Our teaching philosophies are a result of our own experiences as students earlier and what I present herein is no different. These thoughts and values have been imbibed over the duration of my learning years as student and some of them have been shaped by the inspiring teachers who taught me. A healthy atmosphere in a classroom is possible when both the teacher and students recognise the dynamics of learning process. Every subject taught by a teacher has two areas of use: the application area and the research area.
The first requires the level of understanding by which the students can apply what they have learnt to real life problems. The second requires a deeper understanding and a critical reasoning of the foundations of the subject. The students studying a particular subject have different objectives and varying inclinations. For some, a given subject may be just one of the subjects needed to earn a degree and then get a job while for others it might be an area of exploration and research. I believe that the teaching methodology should therefore cater to both these diverse groups within the purview of a common classroom environment.

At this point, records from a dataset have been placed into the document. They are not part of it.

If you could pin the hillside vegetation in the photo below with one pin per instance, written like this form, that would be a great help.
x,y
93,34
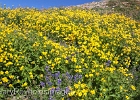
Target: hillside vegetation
x,y
68,54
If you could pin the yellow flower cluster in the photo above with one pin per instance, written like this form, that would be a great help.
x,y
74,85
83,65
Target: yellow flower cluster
x,y
94,45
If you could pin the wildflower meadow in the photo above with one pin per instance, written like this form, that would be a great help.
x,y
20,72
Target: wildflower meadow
x,y
68,54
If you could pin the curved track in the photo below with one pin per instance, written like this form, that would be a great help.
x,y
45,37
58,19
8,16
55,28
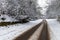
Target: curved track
x,y
40,31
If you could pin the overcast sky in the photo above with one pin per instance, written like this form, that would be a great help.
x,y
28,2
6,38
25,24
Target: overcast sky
x,y
43,4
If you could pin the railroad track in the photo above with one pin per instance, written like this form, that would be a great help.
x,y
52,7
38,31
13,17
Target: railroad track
x,y
38,32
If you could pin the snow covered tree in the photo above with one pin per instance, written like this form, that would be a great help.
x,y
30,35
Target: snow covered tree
x,y
53,9
16,8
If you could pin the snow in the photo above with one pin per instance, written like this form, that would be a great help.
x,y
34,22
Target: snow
x,y
54,27
12,31
8,18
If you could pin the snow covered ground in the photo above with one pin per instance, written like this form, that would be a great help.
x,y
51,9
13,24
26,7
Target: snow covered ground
x,y
10,32
54,28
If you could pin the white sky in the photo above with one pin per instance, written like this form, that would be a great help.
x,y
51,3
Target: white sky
x,y
43,4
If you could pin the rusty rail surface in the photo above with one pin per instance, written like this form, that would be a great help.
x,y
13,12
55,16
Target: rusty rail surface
x,y
44,35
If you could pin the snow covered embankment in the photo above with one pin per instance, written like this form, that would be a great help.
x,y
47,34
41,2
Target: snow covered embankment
x,y
10,32
54,27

For this, the theoretical aspects of a subject must be augmented with hands on approach that gives a better understanding of the applicability of concepts learnt. There can be various ways to solve a problem, just as there are various ways to interpret an abstract topic. The teaching methodology must be encouraging towards tackling a problem from different angles, rather than just a rigid method as may be mentioned in the prescribed text. As a teacher, my aim would be to evoke the interest of students towards the subject.

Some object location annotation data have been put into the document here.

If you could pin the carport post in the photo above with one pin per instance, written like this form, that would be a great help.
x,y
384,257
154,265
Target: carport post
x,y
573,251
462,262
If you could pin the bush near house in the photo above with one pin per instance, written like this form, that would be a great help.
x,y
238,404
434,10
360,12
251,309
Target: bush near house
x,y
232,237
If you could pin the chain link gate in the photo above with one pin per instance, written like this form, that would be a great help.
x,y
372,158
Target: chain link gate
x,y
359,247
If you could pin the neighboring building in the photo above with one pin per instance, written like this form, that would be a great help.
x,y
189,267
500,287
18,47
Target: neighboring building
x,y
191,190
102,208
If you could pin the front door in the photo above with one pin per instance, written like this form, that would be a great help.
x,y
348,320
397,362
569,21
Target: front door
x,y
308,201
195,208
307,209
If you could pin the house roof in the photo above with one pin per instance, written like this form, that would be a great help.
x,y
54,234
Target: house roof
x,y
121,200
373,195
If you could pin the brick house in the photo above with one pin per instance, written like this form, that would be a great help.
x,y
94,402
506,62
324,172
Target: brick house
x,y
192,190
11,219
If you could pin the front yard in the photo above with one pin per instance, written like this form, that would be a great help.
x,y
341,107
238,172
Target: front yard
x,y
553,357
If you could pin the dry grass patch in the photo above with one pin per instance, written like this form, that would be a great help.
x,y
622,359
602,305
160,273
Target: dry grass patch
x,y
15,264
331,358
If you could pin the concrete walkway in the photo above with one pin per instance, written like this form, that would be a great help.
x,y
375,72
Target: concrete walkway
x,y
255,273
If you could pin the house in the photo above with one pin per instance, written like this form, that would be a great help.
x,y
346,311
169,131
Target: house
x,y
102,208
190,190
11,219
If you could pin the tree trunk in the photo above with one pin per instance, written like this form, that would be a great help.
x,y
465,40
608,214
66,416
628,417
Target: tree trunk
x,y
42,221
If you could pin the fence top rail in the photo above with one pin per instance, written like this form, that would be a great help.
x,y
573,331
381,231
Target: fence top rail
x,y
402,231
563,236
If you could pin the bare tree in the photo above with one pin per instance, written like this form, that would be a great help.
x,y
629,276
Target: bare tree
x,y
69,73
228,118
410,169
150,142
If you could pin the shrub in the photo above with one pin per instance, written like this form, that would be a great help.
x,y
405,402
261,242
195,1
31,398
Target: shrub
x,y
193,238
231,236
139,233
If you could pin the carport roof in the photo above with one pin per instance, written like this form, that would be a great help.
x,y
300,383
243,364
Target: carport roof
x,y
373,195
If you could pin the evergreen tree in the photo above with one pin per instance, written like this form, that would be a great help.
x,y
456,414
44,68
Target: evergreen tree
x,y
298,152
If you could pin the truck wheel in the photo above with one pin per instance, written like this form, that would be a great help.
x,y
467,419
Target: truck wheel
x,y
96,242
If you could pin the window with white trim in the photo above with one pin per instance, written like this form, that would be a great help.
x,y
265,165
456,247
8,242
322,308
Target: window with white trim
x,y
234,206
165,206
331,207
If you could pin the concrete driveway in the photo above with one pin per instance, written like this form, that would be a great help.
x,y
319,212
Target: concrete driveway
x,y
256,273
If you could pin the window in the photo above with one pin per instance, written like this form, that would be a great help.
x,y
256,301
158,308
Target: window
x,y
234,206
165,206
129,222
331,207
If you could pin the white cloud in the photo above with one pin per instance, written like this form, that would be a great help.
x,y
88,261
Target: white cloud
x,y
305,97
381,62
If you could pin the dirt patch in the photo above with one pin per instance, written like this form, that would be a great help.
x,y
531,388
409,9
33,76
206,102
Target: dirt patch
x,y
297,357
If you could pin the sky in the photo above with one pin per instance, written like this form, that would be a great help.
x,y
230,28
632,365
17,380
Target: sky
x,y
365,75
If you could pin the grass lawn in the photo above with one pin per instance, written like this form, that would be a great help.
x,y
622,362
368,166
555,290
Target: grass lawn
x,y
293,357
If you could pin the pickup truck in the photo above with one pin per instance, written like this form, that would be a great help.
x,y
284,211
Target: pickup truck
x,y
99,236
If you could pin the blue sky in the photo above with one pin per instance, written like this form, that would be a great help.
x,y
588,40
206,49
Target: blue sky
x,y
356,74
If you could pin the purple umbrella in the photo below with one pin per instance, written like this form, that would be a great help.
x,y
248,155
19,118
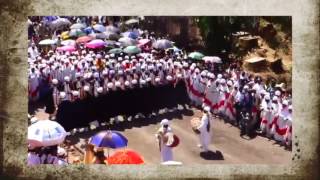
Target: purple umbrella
x,y
96,43
67,48
109,139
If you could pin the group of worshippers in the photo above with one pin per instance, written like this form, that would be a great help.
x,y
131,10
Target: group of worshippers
x,y
235,91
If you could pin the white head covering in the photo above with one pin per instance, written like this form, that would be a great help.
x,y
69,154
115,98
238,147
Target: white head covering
x,y
54,81
86,88
67,78
169,78
100,89
164,122
110,85
33,120
75,93
206,109
62,95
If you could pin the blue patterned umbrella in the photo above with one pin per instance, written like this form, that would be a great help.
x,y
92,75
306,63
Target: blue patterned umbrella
x,y
109,139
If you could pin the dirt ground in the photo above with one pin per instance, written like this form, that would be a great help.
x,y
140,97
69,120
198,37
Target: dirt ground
x,y
227,147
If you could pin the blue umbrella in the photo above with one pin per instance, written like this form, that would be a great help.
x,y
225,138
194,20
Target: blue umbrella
x,y
109,139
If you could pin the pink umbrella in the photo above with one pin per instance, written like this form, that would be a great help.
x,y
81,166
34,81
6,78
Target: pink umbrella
x,y
143,42
96,43
67,48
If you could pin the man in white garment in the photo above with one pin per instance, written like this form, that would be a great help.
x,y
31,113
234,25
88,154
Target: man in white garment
x,y
204,128
166,151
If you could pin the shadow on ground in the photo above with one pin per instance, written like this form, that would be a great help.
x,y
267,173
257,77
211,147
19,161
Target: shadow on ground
x,y
122,126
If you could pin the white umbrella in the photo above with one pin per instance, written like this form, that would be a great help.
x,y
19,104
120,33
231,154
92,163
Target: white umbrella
x,y
46,133
99,27
132,21
212,59
47,42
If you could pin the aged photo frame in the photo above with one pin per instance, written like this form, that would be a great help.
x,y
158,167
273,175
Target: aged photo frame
x,y
305,88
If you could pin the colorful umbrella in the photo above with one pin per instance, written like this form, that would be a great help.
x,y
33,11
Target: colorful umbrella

This essentially would begin with a brief historical perspective of how the particular area came to be recognised as a distinct specialized field on its own and the leading visionaries who established the earlier formalism for the same. The basics from which the concepts developed would then be dealt with including additional inputs to it’s relation with other fields. Real life scenarios would be considered next for developing the skills of informed problem solving and decision making capabilities. I would like to inculcate a spirit of questioning in my students to dissect every concept based on critical reasoning.
Before winding up any topic and moving on to a new concept, I would ask my students to briefly review the matter so as to gauge their level of understanding as also to give more examples to make sure that they have understood the concepts. Performance evaluation of a student’s understanding in a subject is in some way reflective of a teacher’s skill. To test a student’s understanding of the subject therefore, besides the questions with definitive textbook answers, there would be some questions that test them for a deeper understanding of the concepts.
However, if learning is a two way process, then the teacher should also be subjected to an evaluation and I would encourage my students to give a feedback on their learning experience for the subject taught by me. As a teacher and researcher, I thus hope to show my students the exciting dimensions of the subject I am teaching. With the help of my colleagues and feedback from my students, I intend to make learning an enriching and enjoyable experience for my students.